Christophe Boutin : Un coup dur pour le gouvernement ? Un coup dur pour l’aile droite du gouvernement, et bien évidemment essentiellement pour le ministre de l’Intérieur, Gérald Darmanin, qui portait le projet à bout de bras, c’est je crois assez évident. Il n’est pas dit que l’aile gauche ne s’en félicite pas en secret, mais c’est une autre histoire. Mais un coup dur pour le gouvernement de manière plus générale aussi, puisqu’il affecte le mode de co-construction du texte avec les parlementaires choisi par Élisabeth Borne : si elle veut qu’un texte sur l’immigration sorte quand même, il lui faudra passer sous les fourches caudines sénatoriales ou user de l’article 49 alinéa 3. Oublié alors le consensus politique dont on espérait ainsi démontrer l’existence contre les excès répressifs ou laxistes des extrêmes droite et gauche.

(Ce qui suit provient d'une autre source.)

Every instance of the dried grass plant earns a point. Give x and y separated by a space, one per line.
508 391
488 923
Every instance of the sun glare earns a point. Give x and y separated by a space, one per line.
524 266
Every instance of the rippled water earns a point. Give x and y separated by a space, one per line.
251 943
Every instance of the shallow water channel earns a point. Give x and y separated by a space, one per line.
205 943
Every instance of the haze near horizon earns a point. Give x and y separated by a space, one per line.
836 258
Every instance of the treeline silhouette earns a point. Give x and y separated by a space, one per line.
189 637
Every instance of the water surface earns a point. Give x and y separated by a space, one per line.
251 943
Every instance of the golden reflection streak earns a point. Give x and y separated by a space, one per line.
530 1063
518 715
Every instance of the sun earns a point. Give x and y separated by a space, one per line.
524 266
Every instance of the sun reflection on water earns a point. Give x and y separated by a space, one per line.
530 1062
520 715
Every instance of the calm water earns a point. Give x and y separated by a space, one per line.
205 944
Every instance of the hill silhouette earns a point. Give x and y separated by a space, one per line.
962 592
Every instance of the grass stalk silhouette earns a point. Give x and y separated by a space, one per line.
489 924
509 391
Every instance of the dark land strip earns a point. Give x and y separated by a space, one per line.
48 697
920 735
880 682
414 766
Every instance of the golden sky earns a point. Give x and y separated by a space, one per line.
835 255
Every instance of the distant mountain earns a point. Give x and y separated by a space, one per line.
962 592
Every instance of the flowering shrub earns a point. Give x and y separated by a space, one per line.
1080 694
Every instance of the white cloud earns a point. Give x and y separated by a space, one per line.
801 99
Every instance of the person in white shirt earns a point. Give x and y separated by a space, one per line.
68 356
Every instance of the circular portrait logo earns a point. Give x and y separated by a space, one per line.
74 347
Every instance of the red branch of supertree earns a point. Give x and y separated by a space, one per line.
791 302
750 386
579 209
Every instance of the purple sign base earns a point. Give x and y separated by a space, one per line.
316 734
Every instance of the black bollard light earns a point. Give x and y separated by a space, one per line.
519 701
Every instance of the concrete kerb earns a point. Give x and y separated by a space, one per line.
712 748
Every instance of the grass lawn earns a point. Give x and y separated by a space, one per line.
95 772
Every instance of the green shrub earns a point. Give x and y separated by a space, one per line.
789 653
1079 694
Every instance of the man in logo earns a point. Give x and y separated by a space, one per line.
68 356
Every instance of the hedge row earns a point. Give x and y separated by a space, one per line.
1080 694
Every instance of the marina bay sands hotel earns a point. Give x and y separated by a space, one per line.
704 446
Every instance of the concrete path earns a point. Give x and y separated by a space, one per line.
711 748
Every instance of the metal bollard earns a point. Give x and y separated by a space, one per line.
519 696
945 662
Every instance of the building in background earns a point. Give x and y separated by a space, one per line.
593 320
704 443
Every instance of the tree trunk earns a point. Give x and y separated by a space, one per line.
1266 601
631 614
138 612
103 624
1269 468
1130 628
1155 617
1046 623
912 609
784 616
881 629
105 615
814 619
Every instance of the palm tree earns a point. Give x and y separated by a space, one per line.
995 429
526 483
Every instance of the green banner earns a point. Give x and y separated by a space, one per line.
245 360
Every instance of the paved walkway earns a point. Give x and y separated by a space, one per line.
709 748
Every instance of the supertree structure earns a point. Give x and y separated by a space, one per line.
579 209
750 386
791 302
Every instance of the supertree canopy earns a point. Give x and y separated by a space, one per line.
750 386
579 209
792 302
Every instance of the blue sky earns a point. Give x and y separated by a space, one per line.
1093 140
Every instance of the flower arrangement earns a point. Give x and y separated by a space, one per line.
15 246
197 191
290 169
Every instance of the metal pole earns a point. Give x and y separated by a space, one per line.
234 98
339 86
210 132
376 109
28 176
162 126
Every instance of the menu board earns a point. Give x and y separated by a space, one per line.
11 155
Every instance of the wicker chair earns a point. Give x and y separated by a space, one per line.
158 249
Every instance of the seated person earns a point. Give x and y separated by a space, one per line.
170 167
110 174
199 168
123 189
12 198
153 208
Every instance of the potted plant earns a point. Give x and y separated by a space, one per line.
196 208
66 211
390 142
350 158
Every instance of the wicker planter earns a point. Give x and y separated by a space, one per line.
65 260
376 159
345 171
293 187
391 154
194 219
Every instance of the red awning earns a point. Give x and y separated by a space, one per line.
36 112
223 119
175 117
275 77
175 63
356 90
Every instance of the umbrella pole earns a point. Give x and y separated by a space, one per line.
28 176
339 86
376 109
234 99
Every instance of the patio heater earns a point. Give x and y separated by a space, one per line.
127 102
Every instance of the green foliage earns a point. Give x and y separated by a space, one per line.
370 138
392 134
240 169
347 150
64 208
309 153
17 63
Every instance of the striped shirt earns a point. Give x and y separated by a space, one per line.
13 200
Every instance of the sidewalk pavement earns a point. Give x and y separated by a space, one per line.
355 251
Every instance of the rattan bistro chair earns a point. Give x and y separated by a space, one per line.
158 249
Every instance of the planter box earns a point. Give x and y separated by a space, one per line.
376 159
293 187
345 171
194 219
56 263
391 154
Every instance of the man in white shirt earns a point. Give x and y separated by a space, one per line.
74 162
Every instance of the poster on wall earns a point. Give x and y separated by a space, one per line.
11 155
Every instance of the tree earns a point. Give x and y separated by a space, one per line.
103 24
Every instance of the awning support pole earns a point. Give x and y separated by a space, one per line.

S’agit-il pour autant de la fin de la mandature ? Je crois que les quelques partisans d’Emmanuel Macron qui, il y a quelques jours encore, cherchaient à peser sur le choix des parlementaires en expliquant que le vote de la motion de rejet à l’Assemblée nationale pourrait conduire à une dissolution de la Chambre basse par le Président vont sans doute se faire très discrets. Dans la situation actuelle en effet, une dissolution semble être pour Emmanuel Macron un risque politique absolument majeur, car sa majorité pourrait bien revenir plus fragilisée encore après de nouvelles élections.

La question est maintenant de savoir, pour le Président et son gouvernement, s’ils choisissent de tourner la page de ce texte sur l’immigration, ou s’ils veulent, comme l’écrivait Jean-Éric Schoetll dans Le Figaro, « s’en sortir par le haut », ce qui supposerait peut-être de reprendre comme base de travail le texte présenté par le Sénat, très largement détricoté par la commission des lois de l’Assemblée nationale. Ce serait la situation la moins conflictuelle avec une part au moins de l’opposition, mais cela conduirait aussi à des tiraillements importants au sein de la majorité parlementaire, qui n’est pas du tout prête à accepter les quelques limites que les Républicains voulaient apporter en matière d’immigration.

Tout à fait. En prétendant concilier les points de vue de la droite et de la gauche, le texte proposé jouait sur le « en même temps ». On y trouvait par exemple, d’un côté, des mesures restreignant l’accès sur le territoire pour certains immigrants, et, de l’autre, des mesures qui régularisaient la situation de migrants illégaux présents sur le territoire au nom des « métiers en tension » : un coup à droite, un coup à gauche. L’idée du constructeur de ce brouet peu cohérent était d’arriver ainsi, en bout de course – et de vote – à faire croire à l’existence d’un vrai débat et d’un non moins vrai « consensus ». Or on est arrivé à l’effet rigoureusement inverse : le texte a avant tout été perçu comme « trop dur » par une gauche moins extrémiste que LFI, mais tout aussi vigoureusement immigrationniste (EELV), et comme « trop mou » par la droite des Républicains et même par des parlementaires de centre-droit, qui se savent sur des sièges éjectables face à leurs électeurs sur cette question – ce qui n’empêcha pas quelques courageuses abstentions ! Ceux que l’on pensait ne pas pouvoir s’allier l’ont finalement fait pour écarter le texte de l’agenda parlementaire.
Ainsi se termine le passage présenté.